Before meeting with Meuninck, I quietly slipped into the Harrison Gallery where I found myself alone with his work. Immediately I was lost in the artist's emotion. Meuninck’s work, which I later discovered is heavily influenced by postwar abstract expressionism, delegates the rich and textured neutrality of the Midwest’s industrial past. This body of work seemed almost to politely ask for my attention as I made my way around the room, and my gaze climbed the dense textures of each piece.
Our time together began with Meuninck's earliest memories. “I was very fortunate growing up in that both of my parents were artists. My father was a ceramics teacher, and my mother worked in textile design,” he explained, “Almost from birth I was attending shows with them, and I suppose the apple doesn’t fall far from the tree.”

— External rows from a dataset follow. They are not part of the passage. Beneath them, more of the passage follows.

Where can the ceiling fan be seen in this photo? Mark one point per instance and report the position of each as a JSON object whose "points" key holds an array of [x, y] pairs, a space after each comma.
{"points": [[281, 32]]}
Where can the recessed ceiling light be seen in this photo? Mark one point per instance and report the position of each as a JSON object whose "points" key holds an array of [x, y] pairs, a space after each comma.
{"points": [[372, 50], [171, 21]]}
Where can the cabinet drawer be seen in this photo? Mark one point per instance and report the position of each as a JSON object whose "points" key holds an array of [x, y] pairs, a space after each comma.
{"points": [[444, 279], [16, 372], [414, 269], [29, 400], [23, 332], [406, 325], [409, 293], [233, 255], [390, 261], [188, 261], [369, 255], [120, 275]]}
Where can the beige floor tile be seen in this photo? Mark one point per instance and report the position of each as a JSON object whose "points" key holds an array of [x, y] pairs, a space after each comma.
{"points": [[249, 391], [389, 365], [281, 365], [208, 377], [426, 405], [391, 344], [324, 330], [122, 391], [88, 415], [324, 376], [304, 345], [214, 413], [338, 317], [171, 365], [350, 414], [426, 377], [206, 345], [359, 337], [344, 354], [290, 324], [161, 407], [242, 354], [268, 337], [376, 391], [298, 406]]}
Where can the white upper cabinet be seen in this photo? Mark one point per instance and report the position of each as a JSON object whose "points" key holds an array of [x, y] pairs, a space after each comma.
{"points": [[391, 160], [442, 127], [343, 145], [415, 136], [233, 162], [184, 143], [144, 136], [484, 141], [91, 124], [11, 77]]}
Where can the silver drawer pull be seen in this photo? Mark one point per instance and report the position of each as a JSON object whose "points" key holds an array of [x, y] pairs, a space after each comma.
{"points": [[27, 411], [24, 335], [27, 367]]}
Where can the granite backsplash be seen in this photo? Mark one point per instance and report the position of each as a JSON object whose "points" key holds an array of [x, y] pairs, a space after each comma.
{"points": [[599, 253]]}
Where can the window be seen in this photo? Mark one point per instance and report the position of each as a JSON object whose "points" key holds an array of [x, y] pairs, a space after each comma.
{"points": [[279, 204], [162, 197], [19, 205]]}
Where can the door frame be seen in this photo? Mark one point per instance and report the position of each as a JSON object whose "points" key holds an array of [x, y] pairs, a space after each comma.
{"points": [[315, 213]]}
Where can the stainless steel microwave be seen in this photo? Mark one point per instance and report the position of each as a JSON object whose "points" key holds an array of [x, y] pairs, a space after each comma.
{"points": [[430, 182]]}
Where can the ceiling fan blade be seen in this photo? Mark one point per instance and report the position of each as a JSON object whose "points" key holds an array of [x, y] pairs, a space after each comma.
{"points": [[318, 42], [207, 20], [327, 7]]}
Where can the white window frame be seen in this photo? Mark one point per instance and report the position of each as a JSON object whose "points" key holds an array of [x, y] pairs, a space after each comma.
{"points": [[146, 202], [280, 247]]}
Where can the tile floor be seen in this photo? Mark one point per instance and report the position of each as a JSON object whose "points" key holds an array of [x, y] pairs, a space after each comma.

Chronologically, we moved forward through his life in the visual arts. Meuninck said, “I attended IU in South Bend, Indiana, and I also attended Herron School of Art and Design in Indianapolis. I actually just earned my MFA this past year from the University of Wisconsin in Milwaukee.”
Interested in his personal process and personal purpose as a painter, I asked Meuninck about his craft. With the great care that is so obvious in his work, he took a moment to gather his thoughts and proceeded cautiously, “Painting is very positive when it starts,” he said, “but inspiration is fleeting and most of it becomes hard work. I think you start with an idea that seems very tangible, but comes out of an emotion. So you have this particular idea of what a painting could be, and the lasting impact it might have on whoever sees it, including yourself. It could be something very powerful.”
Meuninck went on to reference expressionist painter Frank Auerbach when he said, in reference to the great artist Rembrandt, “Great Rembrandts shake you.” Meuninck explained, “I think that it’s an incredibly difficult thing to do: to paint something with that kind of weight. It takes a fundamental knowledge to paint, but also an emotional integrity while painting to create a fixed image that powerful. That’s always been kind of the goal.”
True to his roots, Tyler Meuninck will present his show a conduit to a free surface tonight in the Harrison Gallery.